For without the River Sherbourne, Coventry would not exist. Yes, that’s right; this great city owes its very existence to this watery gem hidden away from the public consciousness, almost as an embarrassment, in favour of the splendour of the cathedrals and the dominant ring road.
The River Sherbourne is soaked into the very fabric of the city and is truly Coventry’s very own river rising as it does in the fields of Hawkes End, just north of Allesley, and swelling its sibling, the River Sowe, some 8 miles away at Baginton. The river slips beneath the earth at Spon End, and finally emerges at Far Gosford St, then traces the A4114 London Rd, passing through Whitley, on its way to Baginton and the river Sowe, which in turn empties into the Avon.

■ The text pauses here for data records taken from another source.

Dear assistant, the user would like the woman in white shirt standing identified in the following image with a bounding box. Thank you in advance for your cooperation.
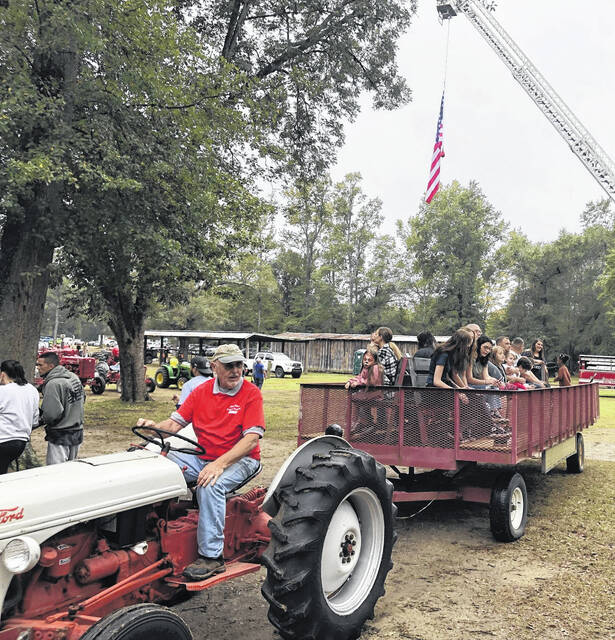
[0,360,40,474]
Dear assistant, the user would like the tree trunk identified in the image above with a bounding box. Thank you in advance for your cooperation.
[108,312,147,403]
[0,206,55,379]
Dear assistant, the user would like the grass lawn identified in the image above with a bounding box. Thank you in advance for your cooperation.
[76,371,348,446]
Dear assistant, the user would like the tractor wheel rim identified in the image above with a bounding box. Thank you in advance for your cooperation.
[155,373,164,384]
[510,486,524,530]
[320,487,385,615]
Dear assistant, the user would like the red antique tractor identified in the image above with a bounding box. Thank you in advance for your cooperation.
[35,349,97,392]
[0,427,396,640]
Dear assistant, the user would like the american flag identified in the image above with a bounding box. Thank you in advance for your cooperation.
[425,92,445,204]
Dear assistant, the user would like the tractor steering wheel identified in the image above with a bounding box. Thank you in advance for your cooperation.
[131,425,207,457]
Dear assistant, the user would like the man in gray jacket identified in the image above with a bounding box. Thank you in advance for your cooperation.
[36,352,85,464]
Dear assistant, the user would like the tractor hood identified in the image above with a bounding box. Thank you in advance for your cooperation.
[0,450,187,549]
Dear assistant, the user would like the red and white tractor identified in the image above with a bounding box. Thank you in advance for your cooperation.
[0,426,395,640]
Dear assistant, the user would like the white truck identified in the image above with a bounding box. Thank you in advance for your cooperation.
[245,351,303,378]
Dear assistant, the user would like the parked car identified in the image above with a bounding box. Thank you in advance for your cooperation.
[245,351,303,378]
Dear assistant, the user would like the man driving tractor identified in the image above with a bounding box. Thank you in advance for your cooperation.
[136,343,264,581]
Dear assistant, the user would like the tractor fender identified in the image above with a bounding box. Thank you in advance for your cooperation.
[262,434,350,517]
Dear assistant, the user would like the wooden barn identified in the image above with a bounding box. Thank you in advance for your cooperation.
[273,332,448,374]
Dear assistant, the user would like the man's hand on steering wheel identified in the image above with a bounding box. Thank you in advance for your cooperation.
[133,420,206,457]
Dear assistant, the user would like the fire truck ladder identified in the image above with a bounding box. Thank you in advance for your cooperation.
[436,0,615,203]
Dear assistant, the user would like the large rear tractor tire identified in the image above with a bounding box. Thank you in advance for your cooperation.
[261,448,396,640]
[80,604,192,640]
[566,433,584,473]
[155,367,170,389]
[489,471,528,542]
[144,353,153,365]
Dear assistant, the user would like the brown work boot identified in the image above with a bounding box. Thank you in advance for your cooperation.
[183,555,225,581]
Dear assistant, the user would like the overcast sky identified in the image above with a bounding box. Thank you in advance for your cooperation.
[331,0,615,242]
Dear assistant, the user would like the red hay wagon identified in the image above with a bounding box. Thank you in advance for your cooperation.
[299,381,599,541]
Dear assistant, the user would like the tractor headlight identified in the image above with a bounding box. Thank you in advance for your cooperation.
[1,537,40,574]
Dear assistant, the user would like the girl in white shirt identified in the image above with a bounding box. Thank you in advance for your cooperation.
[0,360,39,474]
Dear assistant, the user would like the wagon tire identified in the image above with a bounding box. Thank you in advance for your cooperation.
[91,378,105,395]
[145,377,156,394]
[274,366,284,378]
[155,367,170,388]
[261,448,396,640]
[566,433,584,473]
[489,471,528,542]
[80,603,192,639]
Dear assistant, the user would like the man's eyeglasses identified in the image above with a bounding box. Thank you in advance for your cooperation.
[221,361,244,371]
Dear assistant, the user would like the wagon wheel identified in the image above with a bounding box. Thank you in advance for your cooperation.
[261,448,396,640]
[489,471,528,542]
[80,604,192,639]
[566,433,584,473]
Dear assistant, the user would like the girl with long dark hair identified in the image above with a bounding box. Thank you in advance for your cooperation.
[426,329,474,389]
[0,360,40,474]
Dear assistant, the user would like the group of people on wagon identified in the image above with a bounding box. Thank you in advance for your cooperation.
[345,326,572,397]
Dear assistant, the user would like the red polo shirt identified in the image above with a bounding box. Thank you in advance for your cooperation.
[176,378,264,461]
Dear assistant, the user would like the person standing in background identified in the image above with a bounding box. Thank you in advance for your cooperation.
[36,351,85,464]
[0,360,39,474]
[252,357,265,389]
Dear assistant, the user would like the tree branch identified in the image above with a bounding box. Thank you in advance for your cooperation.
[255,2,359,79]
[222,0,252,61]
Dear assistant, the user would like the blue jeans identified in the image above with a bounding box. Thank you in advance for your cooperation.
[166,451,260,558]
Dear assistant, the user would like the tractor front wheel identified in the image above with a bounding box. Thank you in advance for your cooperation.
[91,378,105,395]
[155,367,170,388]
[177,376,189,390]
[262,448,396,640]
[80,604,192,639]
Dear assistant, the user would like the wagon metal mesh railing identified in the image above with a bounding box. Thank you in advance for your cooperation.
[298,383,599,470]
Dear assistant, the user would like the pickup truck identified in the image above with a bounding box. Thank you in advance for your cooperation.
[245,351,303,378]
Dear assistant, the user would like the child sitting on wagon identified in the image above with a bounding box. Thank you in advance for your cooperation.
[553,353,572,387]
[345,347,384,437]
[517,357,546,388]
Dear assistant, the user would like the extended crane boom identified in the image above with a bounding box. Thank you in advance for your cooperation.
[437,1,615,202]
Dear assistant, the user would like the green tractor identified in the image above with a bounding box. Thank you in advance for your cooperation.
[154,356,192,389]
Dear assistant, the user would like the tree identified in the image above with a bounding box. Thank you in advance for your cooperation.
[400,181,507,333]
[496,225,615,361]
[281,178,333,320]
[1,0,414,386]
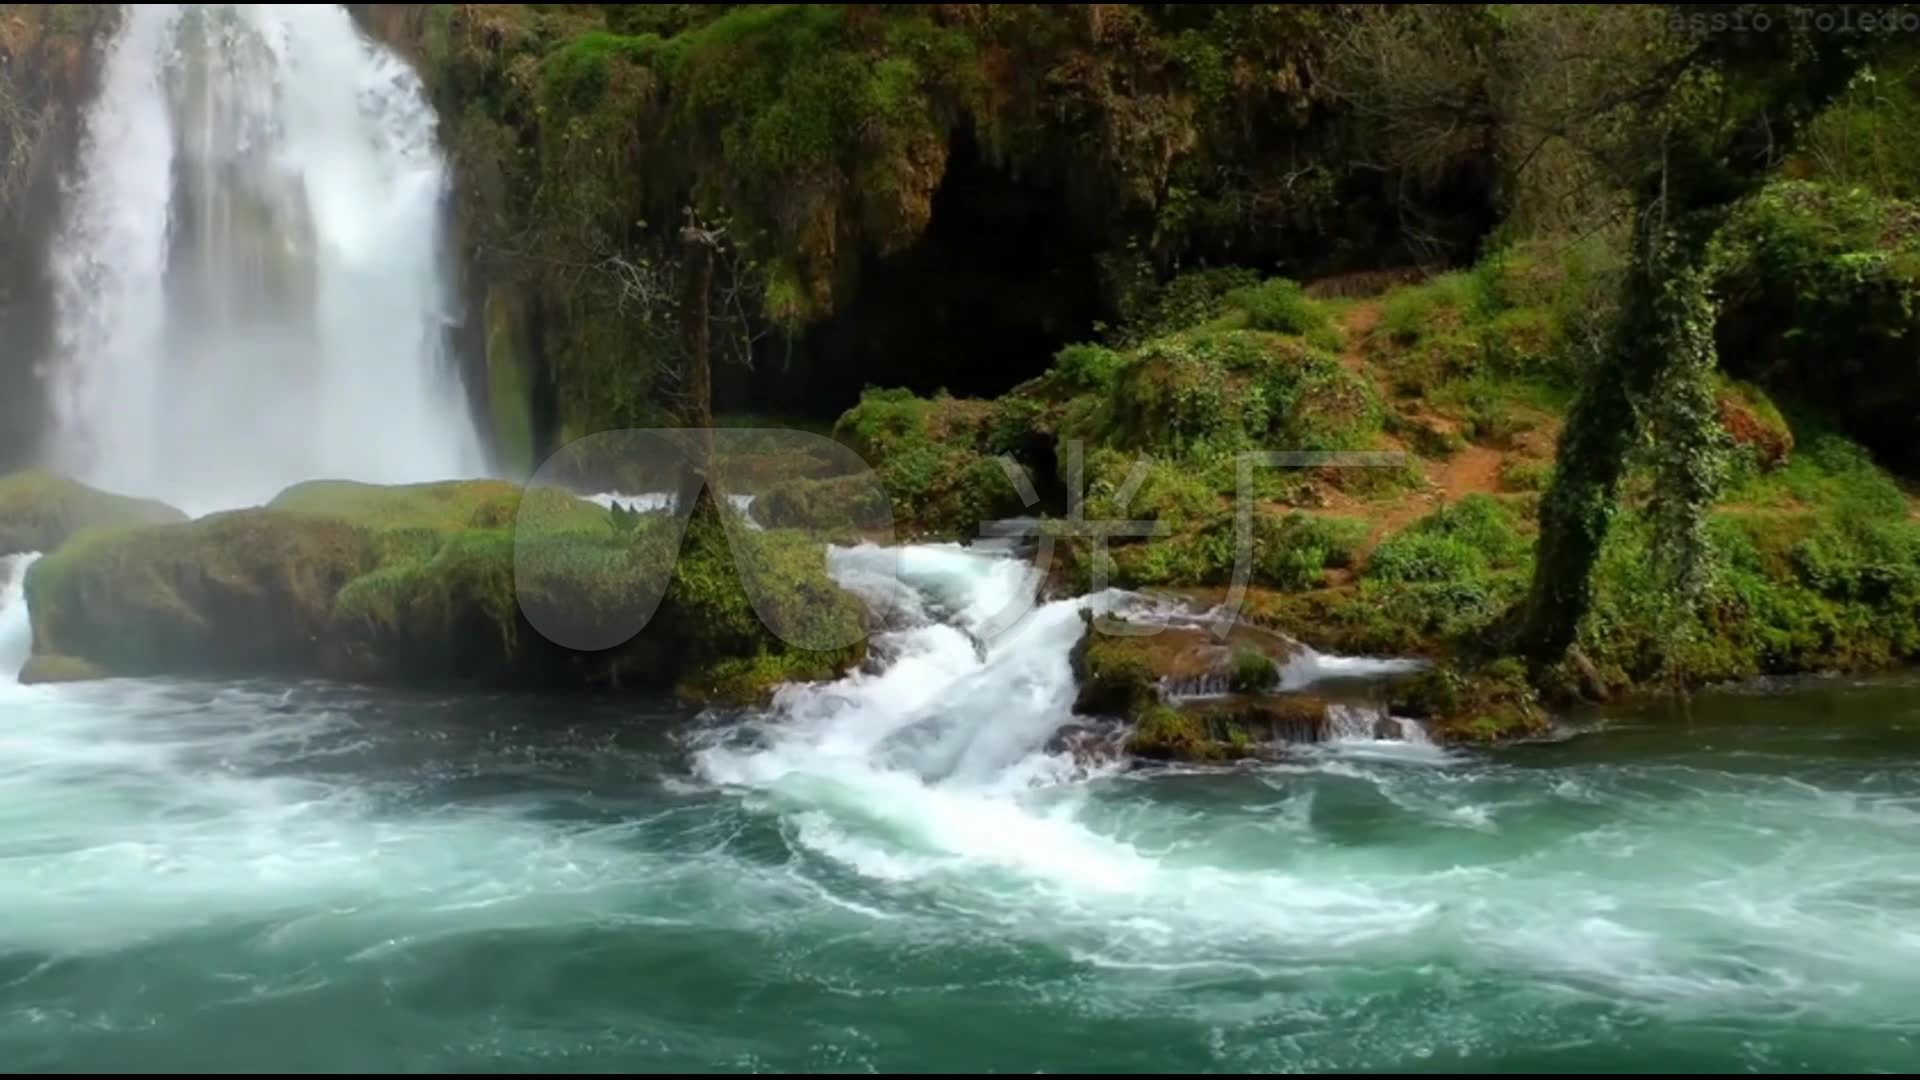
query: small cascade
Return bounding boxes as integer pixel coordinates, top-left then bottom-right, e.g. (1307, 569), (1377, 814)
(1096, 595), (1433, 750)
(586, 491), (763, 529)
(1278, 649), (1428, 692)
(1, 553), (42, 683)
(1327, 702), (1432, 745)
(1161, 672), (1236, 701)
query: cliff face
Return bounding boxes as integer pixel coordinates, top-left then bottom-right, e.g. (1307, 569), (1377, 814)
(0, 4), (117, 473)
(354, 4), (1497, 475)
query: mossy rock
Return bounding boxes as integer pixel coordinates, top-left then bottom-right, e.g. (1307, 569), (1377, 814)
(1072, 611), (1339, 763)
(25, 509), (378, 679)
(1124, 694), (1332, 762)
(1391, 659), (1549, 744)
(831, 389), (1034, 539)
(24, 480), (868, 702)
(1129, 704), (1224, 761)
(17, 653), (108, 685)
(0, 471), (187, 556)
(1070, 613), (1300, 711)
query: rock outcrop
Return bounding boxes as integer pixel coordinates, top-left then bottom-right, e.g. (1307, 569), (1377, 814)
(22, 478), (869, 702)
(0, 471), (188, 557)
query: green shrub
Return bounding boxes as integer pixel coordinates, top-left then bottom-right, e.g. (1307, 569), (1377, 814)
(1051, 343), (1126, 392)
(1229, 645), (1277, 693)
(1229, 277), (1336, 340)
(1255, 511), (1368, 590)
(1366, 495), (1530, 584)
(1111, 266), (1262, 343)
(1499, 459), (1554, 492)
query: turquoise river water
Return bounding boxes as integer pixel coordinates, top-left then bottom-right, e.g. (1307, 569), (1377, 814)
(1, 547), (1916, 1072)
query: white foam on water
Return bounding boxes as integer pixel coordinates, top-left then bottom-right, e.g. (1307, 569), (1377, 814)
(584, 491), (762, 527)
(43, 4), (487, 512)
(691, 542), (1442, 952)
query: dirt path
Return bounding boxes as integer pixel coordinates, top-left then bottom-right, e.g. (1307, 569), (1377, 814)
(1335, 301), (1382, 377)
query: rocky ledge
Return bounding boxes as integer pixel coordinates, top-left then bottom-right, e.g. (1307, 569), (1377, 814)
(1069, 607), (1547, 760)
(11, 474), (870, 703)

Its name is likely a derivative of the old English Scir Burna, which means ‘clear stream’ with Coventry itself possibly named after Coventina, a Romano-British goddess of wells and springs and who is known as the queen of river goddesses in Celtic circles.
Coventry began to blossom along the banks of the Sherbourne in AD 700 when a nunnery was established, and the settlement expanded in 1043 when a Benedictine monastery was built. Most historians agree that the river was broader and deeper than today and would have provided fish, clean drinking water and powered the monastery’s mill.
In the 13th century, the River Sherbourne was again to the fore as a major ingredient in the production of ‘Coventry Blue’, a non-fade, woad-based dye used in the textile industry. This secret recipe has been lost, but it is known that the river water played an integral part in the production process. Many water mills were established along its banks, and so important was the river that heavy penalties were imposed upon anyone fouling the water.
The river was called upon again during World War II, as firefighters used the water to fight the raging fires that consumed the city during that terrible time.
Post-war Coventry saw a dramatic change for the river, and it was lost beneath the modern, pedestrianised city centre in a major redevelopment program, and it remains so to this day, although it can still be glimpsed in Palmer Lane, which links the Burges with Trinity Street.
Could this be the end of the story for the river Sherbourne? Well, no; The City Council have recently revealed plans to uncover more of the river at Palmer Lane and create a landscaped public place, with further plans also under consideration. So, the grand old lady of Coventry may once again take centre stage in her beloved city.